Onde está a esquerda?
Vai para três ou quatro anos, numa entrevista a um jornal
sul-americano, creio que argentino,
saiu-me na sucessão das perguntas e respostas uma declaração que depois
imaginei iria causar agitação, debate, escândalo (a este ponto chegava a minha
ingenuidade), começando pelas hostes locais da esquerda e logo, quem sabe, como
uma onda que em círculos se expandisse, nos meios internacionais, fossem eles
políticos, sindicais ou culturais que da dita esquerda são tributários. Em toda
a sua crueza, não recuando perante a própria obscenidade, a frase, pontualmente
reproduzida pelo jornal, foi a seguinte: “A esquerda não tem nem uma puta ideia
do mundo em que vive”. À minha intenção, deliberadamente provocadora, a
esquerda, assim interpelada, respondeu com o mais gélido dos silêncios. Nenhum
partido comunista, por exemplo, a principiar por aquele de que sou membro, saiu
à estacada para rebater ou simplesmente argumentar sobre a propriedade ou a
falta de propriedade das palavras que proferi. Por maioria de razão, também
nenhum dos partidos socialistas que se encontram no governo dos seus
respectivos países, penso, sobretudo, nos de Portugal e Espanha, considerou
necessário exigir uma aclaração ao atrevido escritor que tinha ousado lançar
uma pedra ao putrefacto charco da indiferença. Nada de nada, silêncio total,
como se nos túmulos ideológicos onde se refugiaram nada mais houvesse que pó e
aranhas, quando muito um osso arcaico que já nem para relíquia servia.
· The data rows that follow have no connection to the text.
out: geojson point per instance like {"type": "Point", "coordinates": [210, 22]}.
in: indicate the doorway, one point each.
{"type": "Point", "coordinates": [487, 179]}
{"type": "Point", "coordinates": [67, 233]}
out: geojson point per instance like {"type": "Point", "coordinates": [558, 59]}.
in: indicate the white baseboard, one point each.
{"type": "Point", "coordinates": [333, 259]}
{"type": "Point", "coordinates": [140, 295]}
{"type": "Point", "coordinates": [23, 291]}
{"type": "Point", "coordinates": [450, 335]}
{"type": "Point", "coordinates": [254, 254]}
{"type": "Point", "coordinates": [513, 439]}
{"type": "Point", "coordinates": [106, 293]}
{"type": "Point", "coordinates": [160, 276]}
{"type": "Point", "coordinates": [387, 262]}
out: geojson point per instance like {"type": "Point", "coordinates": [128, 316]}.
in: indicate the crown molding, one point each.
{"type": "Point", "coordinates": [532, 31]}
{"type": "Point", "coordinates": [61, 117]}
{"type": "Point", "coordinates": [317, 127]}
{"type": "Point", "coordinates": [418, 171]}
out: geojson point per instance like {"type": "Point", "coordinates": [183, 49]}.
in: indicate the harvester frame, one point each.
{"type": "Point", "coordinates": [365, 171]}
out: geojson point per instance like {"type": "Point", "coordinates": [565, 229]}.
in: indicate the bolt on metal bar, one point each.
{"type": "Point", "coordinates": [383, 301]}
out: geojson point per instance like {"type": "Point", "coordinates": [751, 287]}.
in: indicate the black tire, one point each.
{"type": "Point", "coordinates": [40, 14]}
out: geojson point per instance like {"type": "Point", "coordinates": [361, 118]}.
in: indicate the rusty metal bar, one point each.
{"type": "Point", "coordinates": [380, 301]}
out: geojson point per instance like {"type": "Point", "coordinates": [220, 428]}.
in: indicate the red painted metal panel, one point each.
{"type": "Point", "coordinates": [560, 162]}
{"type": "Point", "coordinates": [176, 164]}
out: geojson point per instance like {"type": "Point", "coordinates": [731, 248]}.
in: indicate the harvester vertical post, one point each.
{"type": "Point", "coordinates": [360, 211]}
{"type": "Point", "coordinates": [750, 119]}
Durante
alguns dias senti-me excluído da sociedade humana como se fosse um pestífero,
vítima de uma espécie de cirrose mental que já não dissesse coisa com coisa.
Cheguei até a pensar que a frase compassiva que andaria circulando entre os que
assim calavam seria mais ou menos esta: “Coitado, que se poderia esperar com
aquela idade?” Estava claro que não me achavam opinante à altura.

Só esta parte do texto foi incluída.